Regional chairman Greg Papier said yesterday that the Joburg Bar, South Africa’s largest society of advocates, had set an example for other divisions.
“This is the only way we are going to get real transformation,” he said, adding that many black practitioners were in dire financial straits because skewed briefing patterns left them without work.
As a result, many could not afford to pay their rent for chambers or floor dues for staff, receptionists, coffee and stationery.
Changing attitudes would change briefing patterns, and equip black practitioners with the necessary skills.
In addition, if black lawyers were not skilled in different areas of the law, there wouldn’t be many good black candidates for judicial appointment, Papier warned.
The Cape Bar Council did not respond to a request for comment yesterday.
At it’s AGM on Thursday, the Joburg Bar adopted a new rule which puts its members at risk of disciplinary action with harsh sanctions if black practitioners are not briefed in certain matters.
More than 90 percent of those at the annual meeting supported the adoption of the rule, which makes it a disciplinary offence for lead counsel to remain on brief in cases involving a team of three or more advocates, where none is black.
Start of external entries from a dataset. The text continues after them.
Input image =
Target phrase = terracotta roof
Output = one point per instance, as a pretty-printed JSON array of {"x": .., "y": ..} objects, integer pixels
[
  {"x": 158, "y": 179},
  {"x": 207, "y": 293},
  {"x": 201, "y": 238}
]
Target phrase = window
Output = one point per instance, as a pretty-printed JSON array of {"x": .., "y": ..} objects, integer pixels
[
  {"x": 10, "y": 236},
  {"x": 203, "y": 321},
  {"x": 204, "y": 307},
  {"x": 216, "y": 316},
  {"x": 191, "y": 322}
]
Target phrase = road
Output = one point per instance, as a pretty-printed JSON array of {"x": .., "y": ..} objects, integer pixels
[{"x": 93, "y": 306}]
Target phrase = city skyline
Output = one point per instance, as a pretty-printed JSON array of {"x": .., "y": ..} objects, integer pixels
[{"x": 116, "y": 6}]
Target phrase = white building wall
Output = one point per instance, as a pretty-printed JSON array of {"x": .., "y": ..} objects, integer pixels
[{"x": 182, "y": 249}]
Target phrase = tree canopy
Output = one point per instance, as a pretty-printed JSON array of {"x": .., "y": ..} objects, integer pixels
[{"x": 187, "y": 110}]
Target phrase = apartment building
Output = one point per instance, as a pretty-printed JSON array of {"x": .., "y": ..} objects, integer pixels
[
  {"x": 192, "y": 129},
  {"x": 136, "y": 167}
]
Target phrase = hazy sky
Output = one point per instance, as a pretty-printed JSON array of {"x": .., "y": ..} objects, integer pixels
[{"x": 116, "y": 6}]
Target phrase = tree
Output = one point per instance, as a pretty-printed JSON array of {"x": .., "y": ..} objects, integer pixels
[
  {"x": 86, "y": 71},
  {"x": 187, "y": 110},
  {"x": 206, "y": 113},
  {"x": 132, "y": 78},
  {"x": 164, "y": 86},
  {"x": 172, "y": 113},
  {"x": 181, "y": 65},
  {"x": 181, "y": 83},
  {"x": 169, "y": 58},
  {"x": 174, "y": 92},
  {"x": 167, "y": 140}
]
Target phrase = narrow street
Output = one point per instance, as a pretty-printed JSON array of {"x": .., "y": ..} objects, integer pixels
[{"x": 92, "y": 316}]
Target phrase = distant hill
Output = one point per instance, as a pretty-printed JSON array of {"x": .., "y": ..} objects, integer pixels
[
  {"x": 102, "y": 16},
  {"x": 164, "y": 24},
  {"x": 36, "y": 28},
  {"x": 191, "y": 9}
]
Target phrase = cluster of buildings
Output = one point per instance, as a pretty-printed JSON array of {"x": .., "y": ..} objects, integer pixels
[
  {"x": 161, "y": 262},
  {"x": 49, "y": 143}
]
The new rule will make all- white male legal teams a thing of the past. Advocates were also encouraged to give black women special preference.
Lead advocates who transgress the rule will be charged with unprofessional conduct and face suspension. Removal from the roll of advocates could also be imposed in cases involving repeat offenders.
Commenting on the measures adopted, Joburg Bar Council chairman Dali Mpofu SC said the council had been trying moral persuasion for the past 20 years, without success. It was therefore necessary to take the issue further.
“In its recent statement, which condemned racism in the justice sector and generally, the Bar Council identified a number of roleplayers who should shoulder and share the blame for the lack of progress in redressing the injustices of the past in the justice sector.
“These included the profession itself, the large and mainly white attorneys’ firms, state-owned enterprises and the government.”
Mpofu said the legal profession was no exception to the process of transformation that South African society was in. It should be leading the way in “promoting and fulfilling the ideals contained in the transformative constitution of South Africa, and in healing the divisions of our ugly past”.
In his keynote address during the annual meeting of the Cape Law Society in Kimberley yesterday, Justice Minister Michael Masutha said there was a need to further amend the State Attorney Act to give a solicitor- general sufficient authority to champion the transformation of the state attorney’s office.
He said he had asked the Justice Department to prepare a policy and comprehensive plan for its implementation, to be discussed at a colloquium.